Archive for October, 2015

House Committee Votes to Kill NLRB Joint Employer Rule, Return to Previous Definition

If Republicans in the U.S. House of Representatives have their way, the National Labor Relations Board’s new standard on “joint employers” will be short-lived.

Under that policy, which the NLRB announced in August, an employer’s exercise of indirect control over working conditions at another employer, or even its reserving the right to exercise that control, is enough to make the two companies joint employers

The 3-2 ruling means that companies that use franchises or subcontractors can be held liable for labor violations by those companies and also be forced to negotiate collective bargaining agreements with unions representing those companies’ workers.

Before this ruling, joint employer required that that one company exercise direct control over the other’s operations. But the board majority said that standard no longer reflects today’s changing economy.

This past Wednesday, however, the House Education and Workforce Committee voted to strike down the NLRB policy. The Protecting Local Business Opportunity Act would amend the National Labor Relations Act to specify two or more employers may be considered joint employers only if each has an “actual, direct, and immediate” control over essential terms and conditions of employment.

The bill now goes to the House floor for final approval, which is expected.

Then it’s onto the Senate, where it has at least one sponsor, Senator Lamar Alexander, a Republican from Tennessee.

EEOC Proposes Incentives for Employees Whose Spouses Reveal Information on Health Status

Employers would be allowed to offer up to 30 percent off on the cost of their group health plan for employees whose spouses disclose information about their current or past health status as part of a wellness program, under rules proposed by the Equal Employment Opportunity Commission today.

The proposal implements a provision of the Genetic Information Nondiscrimination Act, which in general prohibits employers covered by the law from using genetic information in making decisions about employment. It also restricts employers from requesting, requiring, or purchasing genetic information, unless one or more of six narrow exceptions applies.

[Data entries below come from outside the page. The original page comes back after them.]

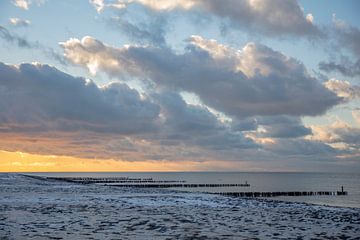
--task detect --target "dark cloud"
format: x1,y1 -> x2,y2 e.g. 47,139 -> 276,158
0,64 -> 159,134
0,63 -> 259,160
319,58 -> 360,77
61,36 -> 341,118
266,139 -> 341,158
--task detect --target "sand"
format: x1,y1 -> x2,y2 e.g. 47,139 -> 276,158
0,174 -> 360,239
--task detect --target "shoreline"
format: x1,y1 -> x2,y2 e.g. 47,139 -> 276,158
0,174 -> 360,239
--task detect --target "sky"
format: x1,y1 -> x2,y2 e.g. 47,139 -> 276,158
0,0 -> 360,172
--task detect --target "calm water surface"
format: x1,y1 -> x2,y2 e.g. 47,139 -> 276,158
27,172 -> 360,208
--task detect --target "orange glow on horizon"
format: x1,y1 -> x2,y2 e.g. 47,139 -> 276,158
0,150 -> 256,172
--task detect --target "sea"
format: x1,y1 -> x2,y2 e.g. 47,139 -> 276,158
26,172 -> 360,208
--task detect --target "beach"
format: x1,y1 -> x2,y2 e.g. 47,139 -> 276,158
0,174 -> 360,239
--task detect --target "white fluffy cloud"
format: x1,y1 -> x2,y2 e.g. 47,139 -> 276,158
61,36 -> 341,118
91,0 -> 320,36
9,18 -> 31,27
324,78 -> 360,101
12,0 -> 46,10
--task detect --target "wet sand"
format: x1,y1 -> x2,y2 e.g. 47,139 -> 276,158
0,174 -> 360,239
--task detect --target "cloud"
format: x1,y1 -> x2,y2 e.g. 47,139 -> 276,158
0,26 -> 34,48
153,92 -> 259,150
324,78 -> 360,101
13,0 -> 31,10
319,57 -> 360,77
89,0 -> 126,13
0,26 -> 66,65
108,14 -> 167,46
12,0 -> 46,10
257,116 -> 312,138
60,36 -> 341,119
351,109 -> 360,125
0,63 -> 260,161
266,139 -> 338,157
9,18 -> 31,27
309,119 -> 360,156
0,61 -> 159,134
319,15 -> 360,77
101,0 -> 320,36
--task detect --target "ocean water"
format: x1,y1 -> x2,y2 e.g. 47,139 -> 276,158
26,172 -> 360,208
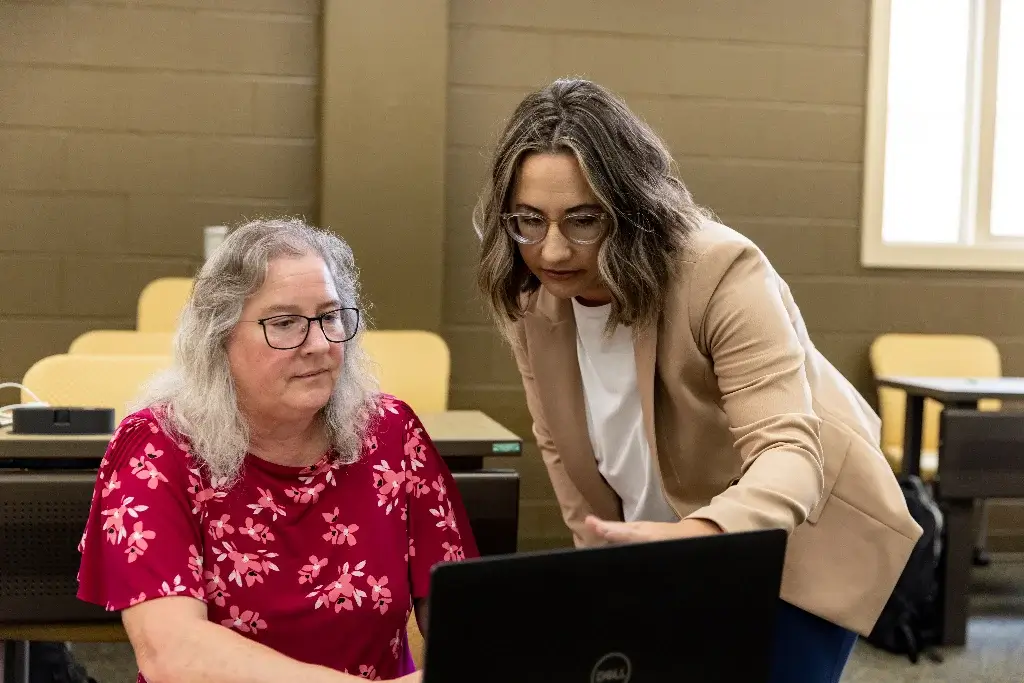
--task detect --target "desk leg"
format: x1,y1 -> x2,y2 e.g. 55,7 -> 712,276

Under one of those exceptions,  an employee voluntarily accepts health or genetic services offered by an employer, including such services offered as part of a wellness program. In that case the employer can offer a financial incentive, including a discount on the cost of the insurance in the group health plan.

“Genetic information” includes, among other things, information about the “manifestation of a disease or disorder in family members of an individual.” The term “family members” includes spouses.

The limited incentive may take the form of a reward or penalty and may be financial or in-kind (e.g., time-off awards, prizes, or other items of value), according to the proposed rule.

The total incentive for an employee and spouse to participate in a wellness program that is part of a group health plan and collects information about current or past health status may not exceed 30 percent of the total cost of the plan in which the employee and any dependents are enrolled. For self-only coverage under the group health plan, the maximum portion of an incentive that may be offered to an employee alone may not exceed 30 percent of the total cost of self-only coverage.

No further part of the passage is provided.